The German finance minister and vice chancellor, Olaf Scholz, will stand as a candidate to lead the German Social Democratic Party, according to reports in the German press on Friday. Sholz is the first heavyweight to put his name forward since Andrea Nahles stepped down as leader last June, leaving the party in an acute existential crisis. A transition period was then opened that should end in early December with the appointment of a new candidate.
Scholz had defended previously ruled himself out of the leadership race on the grounds that his ministerial position did not allow him enough time to lead the party. But according to the German press, he has now changed his mind.

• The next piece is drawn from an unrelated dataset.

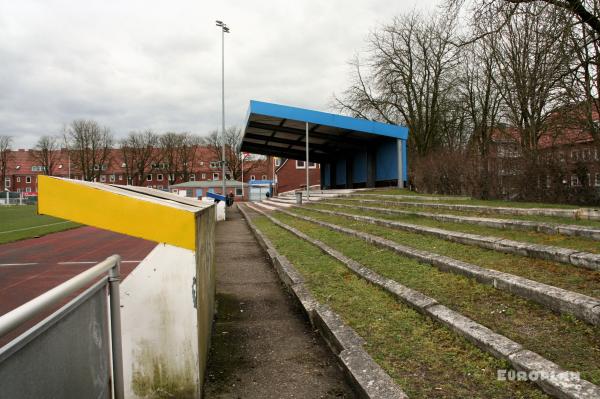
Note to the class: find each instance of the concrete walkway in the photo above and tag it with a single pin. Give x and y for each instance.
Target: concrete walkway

“I would be prepared to fight for the job if you want me to do it,” he told the members of the troika who are running the party on an interim basis. Scholz would seek in principle a couple to form a double candidacy, as other applicants who have been announcing themselves in recent weeks have done.

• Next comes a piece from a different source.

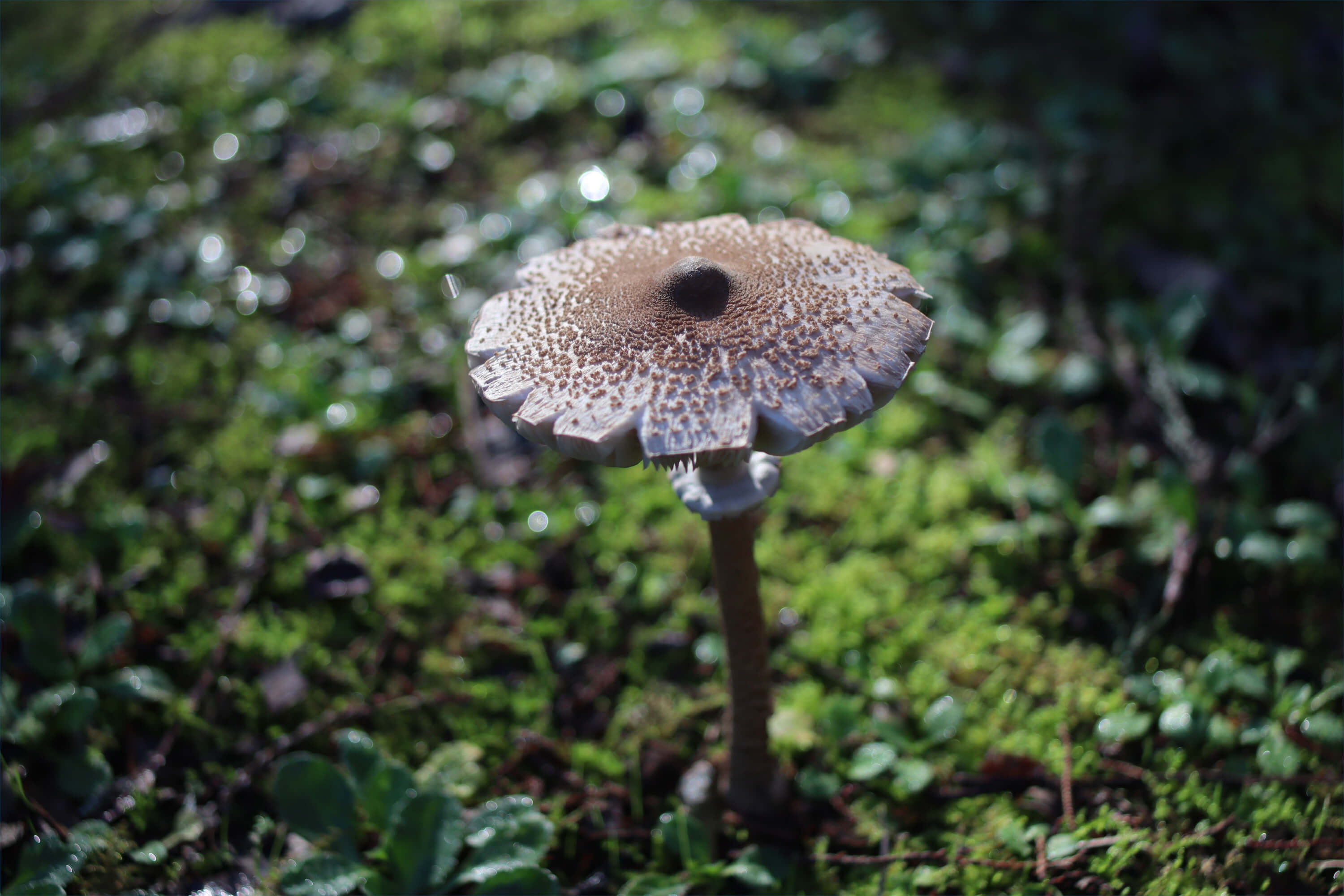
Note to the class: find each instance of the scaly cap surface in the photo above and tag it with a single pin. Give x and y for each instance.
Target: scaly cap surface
(695, 343)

Leading the SPD has become a little desired job in recent months, due to the succession of electoral defeats that have battered morale in the party, which has been displaced by the Greens as the second largest party in the country.
The current polls grant the SPD only 12 percent of the voting intention.
While Sholz has always secured good election results in Hamburg, he has never been especially popular among the SPD base. And while all his rivals in the race for the presidency of the party camping on breaking the ‘Grosse Koalition’ with the Merkel’s conservatives to allow their party to regenerate and seek alternative alliances on the left to govern, Scholz, continues to defend coalition.